Toronto is seeing an increasingly deadly trend as paramedics continue to attend to a higher-than-usual number of suspected drug overdose deaths.

On Wednesday, Toronto Public Health (TPH) reported that between March 23 and 26 seven people are believed to have died of a drug overdose in the city.

Earlier this month, the health unit issued an alert after six people fatally overdosed between March 14 and 17. These deaths are triple the average seen over a four-day period in the last three months.

Another six people died of a suspected drug overdose between Feb. 24 and 27, TPH said.

These suspected drug overdose deaths occurred throughout the city.

And while it is not known exactly what drugs are to blame, public health is saying that the “significantly worsening contamination and unpredictability of the unregulated opioid supply” are key factors.

Toronto Public Health pointed to some of the recent trends it has seen, notably an increase in the contamination of expected fentanyl samples due to high-potency opioids, benzodiazepine-related drugs, and veterinary tranquillizers as well as higher-than-usual concentrations of fentanyl being found in expected fentanyl samples.

It also said that there’s also been a higher presence of nitazene opioids found in samples of unregulated/non-prescribed oxycodone (OxyContin), hydromorphone (Dilaudid), hydrocodone, and Percocet.

Since late 2023, Toronto’s Drug Checking Services, a free and anonymous public health service offered at five harm reduction agencies in the downtown core, has identified three new highly-potent substances in the unregulated street drug supply.

The first, medetomidine/dexmedetomidine, are two long-acting tranquillizers that produce a greater sedation than other similar substances like xylazine, which is also known as “tranq,” “tranq dope,” or “horse tranquilizer.” The effects of these drugs cannot be reversed with the overdose-reversing medication, naloxone, as they are not opioids.

The service has also detected two kinds of nitazene opoids: N-desethyl etonitazene, which is considered to be up to 10 times stronger than fentanyl, and protonitazepyne, which is believed to be more than 20 times stronger than fentanyl.

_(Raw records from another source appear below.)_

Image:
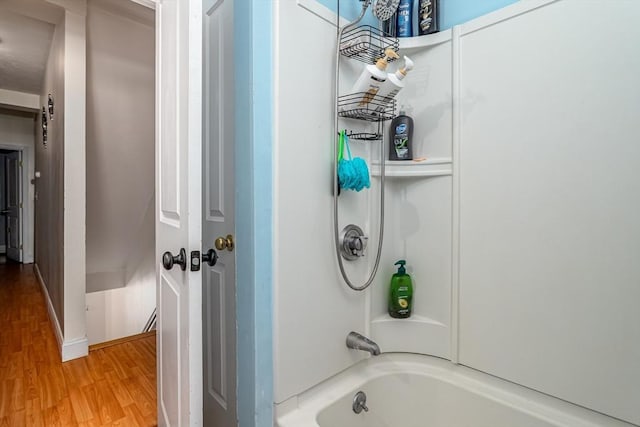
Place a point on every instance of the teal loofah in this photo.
(353, 174)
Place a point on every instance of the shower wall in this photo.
(518, 227)
(314, 309)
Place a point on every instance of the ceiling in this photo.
(24, 50)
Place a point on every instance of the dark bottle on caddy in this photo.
(427, 17)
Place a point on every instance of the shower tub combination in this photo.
(421, 391)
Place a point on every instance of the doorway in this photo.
(11, 204)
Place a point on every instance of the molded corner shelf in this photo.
(429, 40)
(411, 169)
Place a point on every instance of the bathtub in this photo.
(406, 390)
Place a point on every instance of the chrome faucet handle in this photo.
(357, 244)
(360, 402)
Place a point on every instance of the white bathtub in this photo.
(405, 390)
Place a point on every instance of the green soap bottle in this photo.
(401, 293)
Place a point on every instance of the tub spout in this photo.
(360, 342)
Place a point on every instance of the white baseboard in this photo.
(74, 349)
(71, 349)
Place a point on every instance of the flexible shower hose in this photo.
(336, 233)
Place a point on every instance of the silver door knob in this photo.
(169, 260)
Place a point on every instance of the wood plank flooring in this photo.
(113, 386)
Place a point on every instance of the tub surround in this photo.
(479, 91)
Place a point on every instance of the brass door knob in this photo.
(222, 243)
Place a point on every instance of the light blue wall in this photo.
(253, 173)
(455, 12)
(452, 12)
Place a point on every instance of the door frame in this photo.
(255, 191)
(28, 197)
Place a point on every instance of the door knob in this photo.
(224, 243)
(168, 260)
(210, 257)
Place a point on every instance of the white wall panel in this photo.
(314, 310)
(549, 195)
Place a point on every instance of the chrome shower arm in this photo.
(337, 242)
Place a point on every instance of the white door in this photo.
(219, 290)
(179, 210)
(13, 210)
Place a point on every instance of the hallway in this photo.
(114, 386)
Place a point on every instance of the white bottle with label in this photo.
(373, 76)
(394, 84)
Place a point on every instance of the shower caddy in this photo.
(366, 44)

These drugs both require a greater dose of naloxone to reverse their negative effects. has contacted Toronto Public Health for a follow-up interview.

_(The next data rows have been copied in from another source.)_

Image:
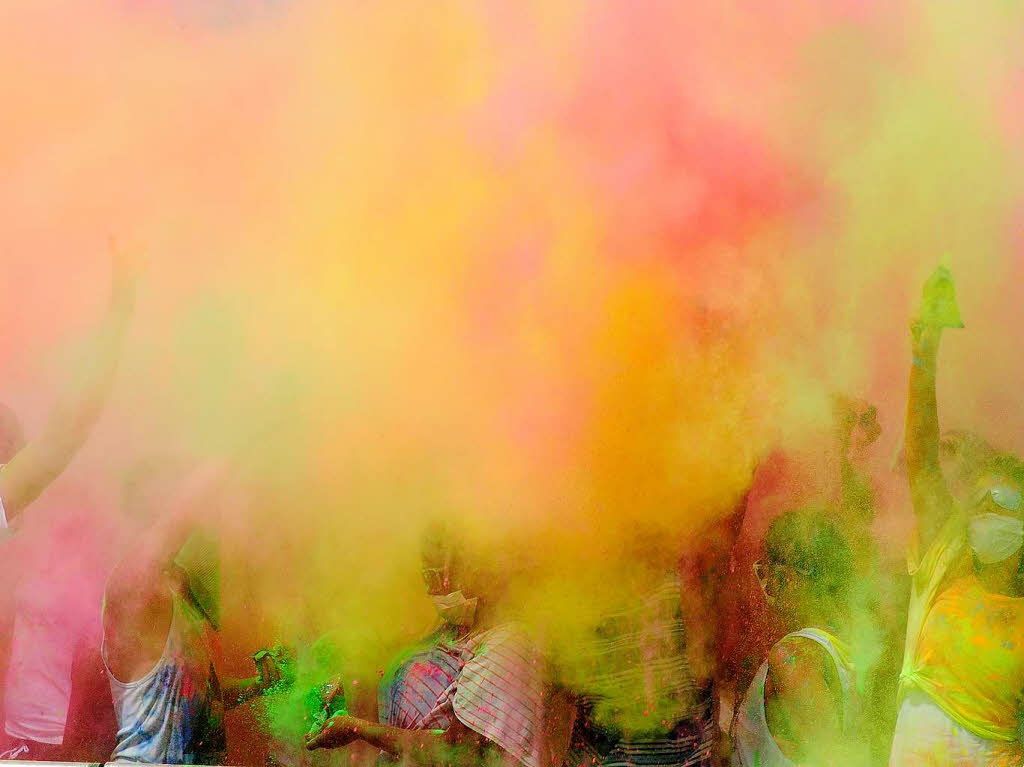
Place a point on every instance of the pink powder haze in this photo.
(557, 270)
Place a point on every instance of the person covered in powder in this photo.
(160, 621)
(802, 706)
(645, 682)
(44, 642)
(474, 691)
(827, 467)
(963, 678)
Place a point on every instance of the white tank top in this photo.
(752, 740)
(174, 714)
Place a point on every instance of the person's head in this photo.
(147, 489)
(452, 585)
(11, 435)
(995, 513)
(806, 566)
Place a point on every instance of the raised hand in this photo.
(127, 264)
(341, 729)
(938, 303)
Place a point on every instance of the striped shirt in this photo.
(492, 682)
(641, 705)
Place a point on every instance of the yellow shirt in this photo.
(965, 646)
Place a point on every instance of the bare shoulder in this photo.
(798, 663)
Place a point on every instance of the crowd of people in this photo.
(818, 681)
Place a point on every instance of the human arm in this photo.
(929, 493)
(856, 427)
(457, 746)
(39, 462)
(137, 602)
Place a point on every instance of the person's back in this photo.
(174, 712)
(754, 739)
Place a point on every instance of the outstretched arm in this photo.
(137, 597)
(39, 463)
(931, 498)
(457, 746)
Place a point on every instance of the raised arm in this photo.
(457, 747)
(39, 462)
(931, 498)
(137, 598)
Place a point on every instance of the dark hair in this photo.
(808, 541)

Tips for those who consume unregulated drugs

As always, people who use drugs are advised to not use alone and if they must, have a safety plan in place that includes carrying naloxone and letting someone know before they consume.

The best bet is to buddy up with someone you trust, do small test dose first, and visit a supervised consumption service, if possible.

It’s a good rule of thumb to check your drugs, ideally before using them.

People who use drugs are also encouraged to talk to the person they got them from, if the sample did not contain what was expected, or get their drugs from another source.